Die schlechten Regierungen machen nichts, damit jene aufhören, uns Schäden anzurichten. Sie sind Komplizen.«
Compañeros und Compañeras, das sind die Zeug*innenberichte. Wir möchten Euch auch mitteilen, dass gestern, am 5. Mai 2022 − während des Rundgangs um die Schäden zu dokumentieren und zu besehen − eine Gruppe von ORCAOs die Häuser, in denen wir dabei waren die Situationsberichte aufzunehmen, mit Steinen bewarfen. Bei unserer Abfahrt wurde uns um 19:59 Uhr von einem erneuten bewaffneten Angriff durch die Gruppe der ORCAO berichtet − bei dem die Gemeinde von La Resistencia viermal beschossen wurde.
Wie wir informiert haben, dokumentiert und klagt das Netzwerk des Widerstands und der Rebellion Ajmaq seit 2019 öffentlich die Angriffe auf Jungen, Mädchen, Frauen, Männer, alte Frauen und Männer der Zapatistischen Unterstützungsbasis an. Sie sind diesen Angriffen der paramilitärischen Gruppe der ORCAO kontinuierlich ausgesetzt. Die ORCAO fährt ungestraft weiter damit fort, die zapatistischen Pueblos der Region Moisés y Gandhi zu attackieren. Die Angriffe haben sich ungestraft auf die gesamte Region Patria Nueva ausgedehnt.

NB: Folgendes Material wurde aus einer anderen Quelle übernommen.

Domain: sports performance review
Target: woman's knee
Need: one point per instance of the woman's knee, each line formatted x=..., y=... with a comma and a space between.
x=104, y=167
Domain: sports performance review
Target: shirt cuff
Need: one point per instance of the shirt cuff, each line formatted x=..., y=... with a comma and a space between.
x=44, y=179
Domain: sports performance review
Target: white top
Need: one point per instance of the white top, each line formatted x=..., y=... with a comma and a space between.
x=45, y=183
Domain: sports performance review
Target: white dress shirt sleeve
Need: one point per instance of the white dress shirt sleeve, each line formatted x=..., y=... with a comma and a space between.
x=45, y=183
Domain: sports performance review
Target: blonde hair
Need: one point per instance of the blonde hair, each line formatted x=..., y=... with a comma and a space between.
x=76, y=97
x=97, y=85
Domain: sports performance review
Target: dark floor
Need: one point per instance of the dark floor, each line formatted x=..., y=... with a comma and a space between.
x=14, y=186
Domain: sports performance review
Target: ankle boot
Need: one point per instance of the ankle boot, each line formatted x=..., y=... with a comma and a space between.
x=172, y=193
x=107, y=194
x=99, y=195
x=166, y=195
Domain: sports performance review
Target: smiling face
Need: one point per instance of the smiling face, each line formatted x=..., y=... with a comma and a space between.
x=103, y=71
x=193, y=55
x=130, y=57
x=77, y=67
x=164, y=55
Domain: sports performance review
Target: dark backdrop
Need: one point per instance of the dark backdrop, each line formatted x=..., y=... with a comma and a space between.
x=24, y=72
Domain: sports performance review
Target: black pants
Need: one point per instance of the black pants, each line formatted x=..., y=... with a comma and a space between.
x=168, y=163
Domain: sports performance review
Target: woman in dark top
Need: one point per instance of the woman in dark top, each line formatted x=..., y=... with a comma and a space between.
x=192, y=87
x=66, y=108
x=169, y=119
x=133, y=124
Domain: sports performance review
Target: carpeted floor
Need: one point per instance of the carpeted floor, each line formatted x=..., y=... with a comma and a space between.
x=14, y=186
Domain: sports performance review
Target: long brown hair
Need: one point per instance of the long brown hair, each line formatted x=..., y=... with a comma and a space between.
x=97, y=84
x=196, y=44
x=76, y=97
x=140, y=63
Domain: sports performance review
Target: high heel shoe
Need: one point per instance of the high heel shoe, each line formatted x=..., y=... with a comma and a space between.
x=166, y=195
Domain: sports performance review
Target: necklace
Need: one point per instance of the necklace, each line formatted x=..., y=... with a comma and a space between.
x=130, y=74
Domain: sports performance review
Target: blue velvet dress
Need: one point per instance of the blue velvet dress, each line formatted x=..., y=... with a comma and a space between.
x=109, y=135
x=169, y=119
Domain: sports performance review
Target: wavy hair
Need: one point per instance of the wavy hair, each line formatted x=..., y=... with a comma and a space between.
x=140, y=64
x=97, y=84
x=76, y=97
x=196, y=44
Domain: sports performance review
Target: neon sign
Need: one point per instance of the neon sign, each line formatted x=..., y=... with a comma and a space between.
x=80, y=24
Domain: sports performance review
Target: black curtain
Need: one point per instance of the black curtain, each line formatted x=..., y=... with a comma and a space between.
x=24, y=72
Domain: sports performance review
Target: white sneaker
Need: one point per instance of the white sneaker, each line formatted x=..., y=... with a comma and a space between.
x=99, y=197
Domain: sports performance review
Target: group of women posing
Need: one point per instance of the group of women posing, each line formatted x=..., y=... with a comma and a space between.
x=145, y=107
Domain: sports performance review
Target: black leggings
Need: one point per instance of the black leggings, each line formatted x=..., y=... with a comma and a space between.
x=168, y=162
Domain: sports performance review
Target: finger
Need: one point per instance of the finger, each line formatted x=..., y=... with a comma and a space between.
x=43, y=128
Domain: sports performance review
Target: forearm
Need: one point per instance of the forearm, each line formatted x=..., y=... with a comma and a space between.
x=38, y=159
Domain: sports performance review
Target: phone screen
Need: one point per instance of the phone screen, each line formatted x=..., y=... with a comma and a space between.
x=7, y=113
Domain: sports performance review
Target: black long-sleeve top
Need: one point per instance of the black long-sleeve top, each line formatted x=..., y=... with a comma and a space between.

Wir klagen die schlechte Regierung Mexikos auf ihren drei Ebenen [Staat, Bundesstaat, Landkreis] öffentlich aufs Schärfste an, Teil dieser kriminellen Aufstandsbekämpfungsaktionen zu sein und die Drangsalierung und Angriffe auf Gebiete der EZLN zu gestatten und zu schüren. Von dort aus geben und verteidigen die zapatistischen Pueblos − als Bewahrerinnen und Bewahrer des Lands − das Leben. Sie sind diejenigen, die die Madre Tierra, die Mutter Erde gegen die Projekte des Todes verteidigen und damit fortfahren das legitimes Recht ausüben, die Autonomien ihrer Pueblos aufzubauen und zu erhalten.
Compañeros und Compañeras wir rufen Euch − als [Anhänger*innen] der Sechsten Erklärung aus dem Lakandonischen Urwald und als Netzwerke des Widerstands und der Rebellion dazu auf, dass wir alle − als Compañer@s im Kampf für das Leben und in Verteidigung der Madre Tierra − mit öffentlichen Anklagen und Solidaritätsaktionen demonstrieren: um zu fordern, diese Verbrecher, die Mitglieder der ORCAO sind, zu stoppen − damit endlich die Gewalt gegen das zapatistische Gebiet aufhört.
Solidarität mit den Pueblos Zapatistas!
Stopp den Aufstandsbekämpfungsaktionen gegen die Pueblos Zapatistas!
Stopp den paramilitärischen Aktionen der ORCAO!
Red de Resistencia y Rebeldía Ajmaq.